Generate the descriptive statistics for the bootstrapped data within a given confidence interval.

Parameters
  • boot_data (pandas.DataFrame | modin.pandas.dataframe.DataFrame) – bootstrapped dataframe generate by the bootstrap() function

  • ci_level (int, optional) – Size of the confidence interval to draw when aggregating the data (by time) to estimate the statistical descriptors (median, mean, std), defaults to 95

Returns

dataframe grouped by the simulation time with each feature of the original dataset unfolded into three columns representing the statistical descriptors and other two columns storing the values for the lowest and highest variability as defined by the confidence interval

Return type

pandas.DataFrame | modin.pandas.dataframe.DataFrame

ulamdyn.statistics.create_stats(selected_data, save_csv=False)

Create datasets with the statistical summary of the requested quantities.

Parameters
  • selected_data (str) – type of data used as input to compute the descriptive statistical properties using the aggregate_data() function

  • save_csv (bool, optional) – if true exports the calculated statistics for each dataframe in a csv format, defaults to false

Returns

one or several datasets containing the median, mean and standard deviation calculated for each feature of the input as a function of time; if the attribute is equal to ‘all’, the statistics will be calculated for the properties and descriptors (R2 and Z-Matrix) datasets.

Return type

dict(pandas.DataFrame) | dict(modin.pandas.dataframe.DataFrame)

ulamdyn.statistics.stats_hopping(dataframe)

Generate a statistical summary for the hopping points.

Parameters

dataframe (pandas.DataFrame | modin.pandas.dataframe.DataFrame) – properties dataset with information collected from the available MD trajectories

Returns

a new dataset containing the total number of hops per trajectory and the minimum and maximum time in which the hops between each pair of electronic states occur.

Return type

pandas.DataFrame | modin.pandas.dataframe.DataFrame

ulamdyn.unsup_models module

Base classes and methods used to perform unsupervised learning analysis.

class ulamdyn.unsup_models.Clustering(data, n_samples=None, scaler=None, random_state=42, n_cpus=- 1, verbosity=0)

Bases: ulamdyn.unsup_models.Utils

Class used to find groups of similar geometries in the MD trajectories data.

hierarchical(n_clusters=5, affinity='cosine', connectivity=None, linkage='single', distance_threshold=None, save_model=True)

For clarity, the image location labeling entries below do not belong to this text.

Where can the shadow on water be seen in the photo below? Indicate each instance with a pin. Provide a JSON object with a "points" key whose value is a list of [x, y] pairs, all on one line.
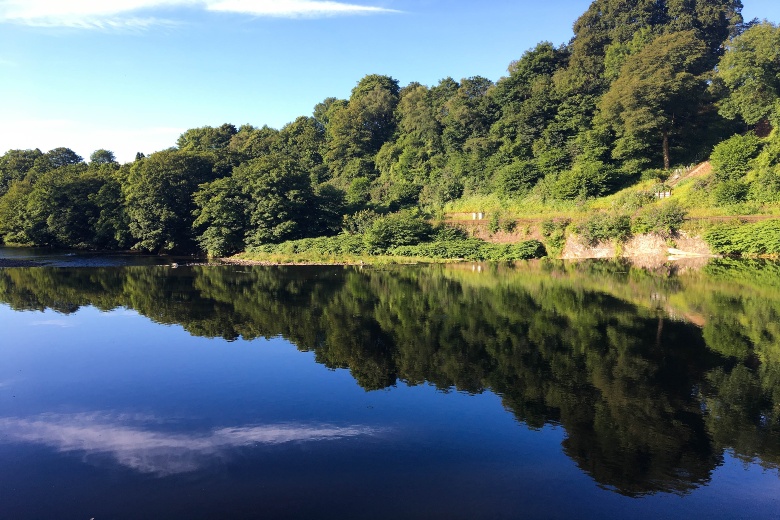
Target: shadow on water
{"points": [[652, 374]]}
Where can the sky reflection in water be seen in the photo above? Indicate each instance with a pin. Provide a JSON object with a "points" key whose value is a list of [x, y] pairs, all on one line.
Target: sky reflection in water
{"points": [[435, 393]]}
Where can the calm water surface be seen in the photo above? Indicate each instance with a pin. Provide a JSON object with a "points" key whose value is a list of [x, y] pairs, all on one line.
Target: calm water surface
{"points": [[543, 390]]}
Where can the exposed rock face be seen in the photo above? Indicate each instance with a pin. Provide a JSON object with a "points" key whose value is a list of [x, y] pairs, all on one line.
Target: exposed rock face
{"points": [[639, 246]]}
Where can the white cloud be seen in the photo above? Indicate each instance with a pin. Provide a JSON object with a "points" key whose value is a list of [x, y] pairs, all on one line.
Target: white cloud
{"points": [[122, 14], [53, 323], [293, 8], [85, 14], [158, 452], [85, 137]]}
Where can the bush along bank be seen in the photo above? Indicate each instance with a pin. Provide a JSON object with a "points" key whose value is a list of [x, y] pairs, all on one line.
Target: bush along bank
{"points": [[396, 237], [751, 240]]}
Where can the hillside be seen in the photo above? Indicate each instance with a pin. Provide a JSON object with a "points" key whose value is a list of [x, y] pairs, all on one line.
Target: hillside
{"points": [[577, 139]]}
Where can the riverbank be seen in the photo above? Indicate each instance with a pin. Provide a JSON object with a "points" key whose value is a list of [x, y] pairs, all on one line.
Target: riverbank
{"points": [[5, 262]]}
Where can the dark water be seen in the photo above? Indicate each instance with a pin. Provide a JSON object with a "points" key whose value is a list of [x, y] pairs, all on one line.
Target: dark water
{"points": [[544, 390]]}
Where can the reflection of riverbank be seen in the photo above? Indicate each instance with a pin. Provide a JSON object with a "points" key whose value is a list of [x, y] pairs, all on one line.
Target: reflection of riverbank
{"points": [[5, 262]]}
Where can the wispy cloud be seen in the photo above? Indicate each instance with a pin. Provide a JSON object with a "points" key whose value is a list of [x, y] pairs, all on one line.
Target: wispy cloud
{"points": [[87, 14], [84, 138], [53, 323], [142, 14], [158, 452], [293, 8]]}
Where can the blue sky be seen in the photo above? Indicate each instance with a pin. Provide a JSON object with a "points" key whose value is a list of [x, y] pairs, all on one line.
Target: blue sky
{"points": [[131, 75]]}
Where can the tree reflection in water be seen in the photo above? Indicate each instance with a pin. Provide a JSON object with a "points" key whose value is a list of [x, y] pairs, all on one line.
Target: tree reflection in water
{"points": [[653, 374]]}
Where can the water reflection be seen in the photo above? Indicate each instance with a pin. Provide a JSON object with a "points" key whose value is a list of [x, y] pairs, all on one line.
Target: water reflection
{"points": [[653, 374], [132, 442]]}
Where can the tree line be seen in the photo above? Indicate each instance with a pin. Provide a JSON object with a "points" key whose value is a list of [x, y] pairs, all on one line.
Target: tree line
{"points": [[642, 86]]}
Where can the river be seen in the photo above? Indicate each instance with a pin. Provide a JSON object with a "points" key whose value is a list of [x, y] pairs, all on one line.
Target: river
{"points": [[132, 388]]}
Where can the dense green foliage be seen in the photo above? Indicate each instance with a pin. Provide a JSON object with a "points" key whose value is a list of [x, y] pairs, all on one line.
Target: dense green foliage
{"points": [[761, 238], [642, 86], [652, 375]]}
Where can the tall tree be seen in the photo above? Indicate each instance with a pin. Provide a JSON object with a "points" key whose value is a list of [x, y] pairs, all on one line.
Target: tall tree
{"points": [[159, 198], [102, 156], [750, 69], [14, 165], [657, 94]]}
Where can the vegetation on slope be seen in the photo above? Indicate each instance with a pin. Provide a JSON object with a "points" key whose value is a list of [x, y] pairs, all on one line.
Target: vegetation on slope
{"points": [[597, 124]]}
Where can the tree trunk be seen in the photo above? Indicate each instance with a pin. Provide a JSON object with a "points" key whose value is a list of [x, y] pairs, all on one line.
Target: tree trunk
{"points": [[667, 162]]}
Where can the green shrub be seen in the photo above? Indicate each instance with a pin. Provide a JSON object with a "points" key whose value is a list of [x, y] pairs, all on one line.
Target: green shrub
{"points": [[343, 244], [633, 200], [664, 219], [360, 222], [516, 178], [760, 238], [472, 249], [731, 158], [765, 188], [730, 192], [601, 227], [585, 179], [397, 229]]}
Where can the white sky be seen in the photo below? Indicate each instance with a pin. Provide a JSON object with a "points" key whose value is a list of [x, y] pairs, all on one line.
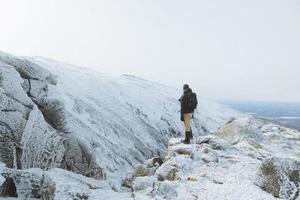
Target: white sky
{"points": [[229, 49]]}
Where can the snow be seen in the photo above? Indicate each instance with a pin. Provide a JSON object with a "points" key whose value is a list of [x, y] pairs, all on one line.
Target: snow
{"points": [[124, 120], [117, 124]]}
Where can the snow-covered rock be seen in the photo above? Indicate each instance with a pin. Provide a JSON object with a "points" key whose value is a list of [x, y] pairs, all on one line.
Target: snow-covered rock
{"points": [[280, 177], [72, 133]]}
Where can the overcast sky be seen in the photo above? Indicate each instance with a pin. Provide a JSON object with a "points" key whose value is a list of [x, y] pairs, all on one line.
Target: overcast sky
{"points": [[229, 49]]}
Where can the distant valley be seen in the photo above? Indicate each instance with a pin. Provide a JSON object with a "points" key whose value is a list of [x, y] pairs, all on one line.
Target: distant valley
{"points": [[284, 112]]}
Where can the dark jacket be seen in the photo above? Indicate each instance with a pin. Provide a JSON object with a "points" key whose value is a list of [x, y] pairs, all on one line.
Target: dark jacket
{"points": [[186, 107]]}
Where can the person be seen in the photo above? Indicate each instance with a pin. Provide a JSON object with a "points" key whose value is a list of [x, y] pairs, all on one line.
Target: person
{"points": [[188, 103]]}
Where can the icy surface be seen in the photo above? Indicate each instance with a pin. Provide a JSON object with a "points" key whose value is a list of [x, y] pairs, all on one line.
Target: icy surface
{"points": [[67, 132]]}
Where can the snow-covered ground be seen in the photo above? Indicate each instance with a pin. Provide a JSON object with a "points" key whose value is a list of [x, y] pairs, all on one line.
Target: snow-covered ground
{"points": [[73, 133]]}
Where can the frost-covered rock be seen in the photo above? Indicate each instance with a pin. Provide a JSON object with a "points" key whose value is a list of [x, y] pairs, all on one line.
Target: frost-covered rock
{"points": [[142, 183], [280, 177], [26, 184]]}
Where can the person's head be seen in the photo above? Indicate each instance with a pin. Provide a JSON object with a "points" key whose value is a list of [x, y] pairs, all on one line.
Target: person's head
{"points": [[186, 87]]}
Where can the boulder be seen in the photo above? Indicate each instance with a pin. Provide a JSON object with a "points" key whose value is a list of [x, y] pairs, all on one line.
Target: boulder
{"points": [[280, 177], [168, 171]]}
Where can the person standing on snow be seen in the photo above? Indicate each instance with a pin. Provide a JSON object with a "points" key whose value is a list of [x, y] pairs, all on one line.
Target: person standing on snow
{"points": [[188, 104]]}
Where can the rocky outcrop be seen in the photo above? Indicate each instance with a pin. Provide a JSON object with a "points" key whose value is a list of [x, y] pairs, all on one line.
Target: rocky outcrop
{"points": [[26, 184], [33, 128], [280, 177]]}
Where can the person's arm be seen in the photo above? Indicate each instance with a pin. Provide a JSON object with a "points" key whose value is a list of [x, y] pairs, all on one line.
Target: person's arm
{"points": [[196, 101]]}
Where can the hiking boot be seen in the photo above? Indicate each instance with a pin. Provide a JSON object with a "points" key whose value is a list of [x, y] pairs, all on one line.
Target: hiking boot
{"points": [[191, 135], [187, 138]]}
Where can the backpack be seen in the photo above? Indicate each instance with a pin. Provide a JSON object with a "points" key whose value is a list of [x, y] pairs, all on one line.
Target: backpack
{"points": [[192, 100]]}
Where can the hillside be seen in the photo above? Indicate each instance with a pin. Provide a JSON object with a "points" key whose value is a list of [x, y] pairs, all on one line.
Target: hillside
{"points": [[58, 117]]}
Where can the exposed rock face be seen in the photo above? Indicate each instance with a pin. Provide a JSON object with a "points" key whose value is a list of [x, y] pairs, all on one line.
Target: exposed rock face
{"points": [[27, 184], [33, 129], [280, 177]]}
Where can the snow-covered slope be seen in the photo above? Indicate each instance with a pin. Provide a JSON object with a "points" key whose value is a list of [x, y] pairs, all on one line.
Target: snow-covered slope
{"points": [[59, 115], [124, 120], [68, 132]]}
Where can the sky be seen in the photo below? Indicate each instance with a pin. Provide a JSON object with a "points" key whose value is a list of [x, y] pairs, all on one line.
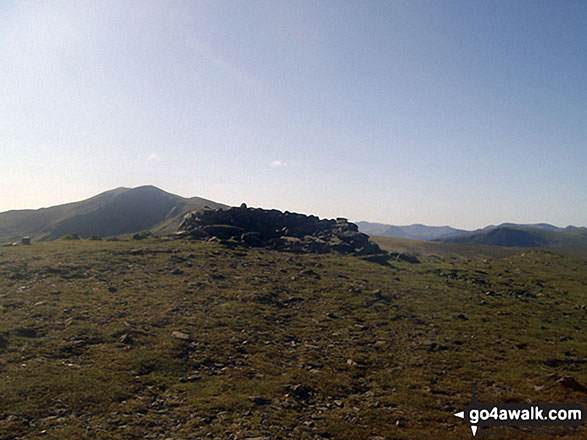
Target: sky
{"points": [[462, 113]]}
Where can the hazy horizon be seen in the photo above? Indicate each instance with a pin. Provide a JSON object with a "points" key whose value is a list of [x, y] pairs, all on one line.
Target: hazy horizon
{"points": [[455, 113]]}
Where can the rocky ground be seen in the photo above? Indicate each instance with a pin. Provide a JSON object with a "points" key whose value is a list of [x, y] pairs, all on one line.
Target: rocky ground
{"points": [[182, 339], [285, 231]]}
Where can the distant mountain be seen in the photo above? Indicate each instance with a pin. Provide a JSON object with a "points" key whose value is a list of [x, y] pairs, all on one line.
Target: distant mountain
{"points": [[115, 212], [414, 232], [524, 236], [505, 234]]}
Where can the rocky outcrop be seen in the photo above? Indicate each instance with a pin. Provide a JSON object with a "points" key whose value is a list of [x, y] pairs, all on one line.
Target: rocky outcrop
{"points": [[255, 227]]}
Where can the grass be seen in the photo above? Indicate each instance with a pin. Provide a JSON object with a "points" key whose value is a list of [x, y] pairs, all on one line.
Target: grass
{"points": [[87, 348]]}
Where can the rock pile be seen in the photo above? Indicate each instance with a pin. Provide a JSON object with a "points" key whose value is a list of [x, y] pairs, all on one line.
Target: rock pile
{"points": [[255, 227]]}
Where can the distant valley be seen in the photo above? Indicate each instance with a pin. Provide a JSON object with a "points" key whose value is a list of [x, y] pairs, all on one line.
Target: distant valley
{"points": [[505, 234], [147, 208], [115, 212]]}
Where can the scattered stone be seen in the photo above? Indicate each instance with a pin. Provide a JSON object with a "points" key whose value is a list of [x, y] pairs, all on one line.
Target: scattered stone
{"points": [[180, 335], [571, 383], [26, 332], [301, 392], [191, 378], [258, 400], [126, 339]]}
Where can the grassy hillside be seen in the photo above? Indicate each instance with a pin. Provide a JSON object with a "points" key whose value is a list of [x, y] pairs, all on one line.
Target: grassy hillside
{"points": [[120, 211], [524, 236], [194, 340]]}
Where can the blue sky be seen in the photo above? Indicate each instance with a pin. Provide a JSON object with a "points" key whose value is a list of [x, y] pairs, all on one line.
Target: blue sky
{"points": [[457, 112]]}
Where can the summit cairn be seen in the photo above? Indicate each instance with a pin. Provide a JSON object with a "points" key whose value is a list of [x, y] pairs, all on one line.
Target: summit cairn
{"points": [[287, 231]]}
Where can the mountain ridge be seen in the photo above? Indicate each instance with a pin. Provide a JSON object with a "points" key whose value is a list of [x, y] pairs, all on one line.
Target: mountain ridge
{"points": [[114, 212], [504, 234]]}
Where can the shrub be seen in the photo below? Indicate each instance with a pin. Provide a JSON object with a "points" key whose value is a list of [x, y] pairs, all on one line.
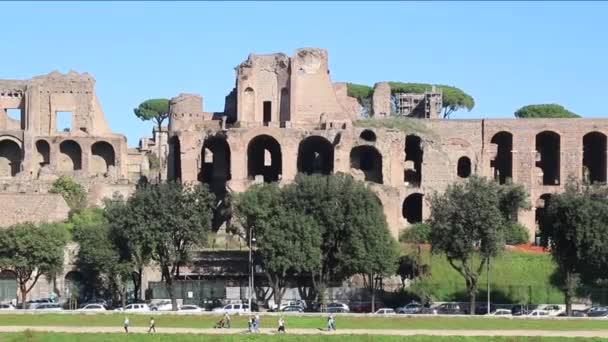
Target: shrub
{"points": [[516, 234]]}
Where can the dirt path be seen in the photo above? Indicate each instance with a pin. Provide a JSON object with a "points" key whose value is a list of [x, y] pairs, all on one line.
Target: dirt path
{"points": [[396, 332]]}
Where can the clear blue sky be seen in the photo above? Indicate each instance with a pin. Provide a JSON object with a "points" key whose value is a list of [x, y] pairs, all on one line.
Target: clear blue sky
{"points": [[504, 54]]}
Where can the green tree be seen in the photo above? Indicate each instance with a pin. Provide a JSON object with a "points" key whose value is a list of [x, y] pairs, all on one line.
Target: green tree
{"points": [[550, 110], [467, 220], [73, 193], [577, 234], [30, 251], [287, 241], [178, 217]]}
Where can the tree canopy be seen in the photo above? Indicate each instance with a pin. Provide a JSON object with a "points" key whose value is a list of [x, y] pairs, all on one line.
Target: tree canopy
{"points": [[469, 219], [153, 109], [30, 251], [576, 231], [550, 110]]}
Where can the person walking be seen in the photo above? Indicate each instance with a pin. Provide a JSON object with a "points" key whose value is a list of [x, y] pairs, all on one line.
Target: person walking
{"points": [[281, 325], [152, 325]]}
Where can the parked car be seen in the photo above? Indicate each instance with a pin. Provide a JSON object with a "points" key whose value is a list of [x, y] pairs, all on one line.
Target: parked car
{"points": [[93, 307], [233, 309], [410, 308], [293, 308], [164, 305], [553, 310], [6, 307], [385, 311], [538, 313], [449, 309], [337, 307], [49, 307], [139, 307], [191, 308], [500, 312], [598, 311]]}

Perform a hierarchical cluster analysis based on the agglomerative.

Parameters
  • n_clusters (int, optional) – The number of clusters to find. It must be None if distance_threshold is not None, defaults to 5.

  • affinity (str, optional) – Metric used to compute the linkage. Can be “euclidean”, “l1”, “l2”, “manhattan”, “cosine”, or “precomputed”. If linkage is “ward”, only “euclidean” is accepted. If “precomputed”, a distance matrix (instead of a similarity matrix) is needed as input for the fit method, defaults to “cosine”.

  • connectivity (array-like or callable, optional) – Connectivity matrix. Defines for each sample the neighboring samples following a given structure of the data. This can be a connectivity matrix itself or a callable that transforms the data into a connectivity matrix, such as derived from kneighbors_graph. Default is None, i.e, the hierarchical clustering algorithm is unstructured.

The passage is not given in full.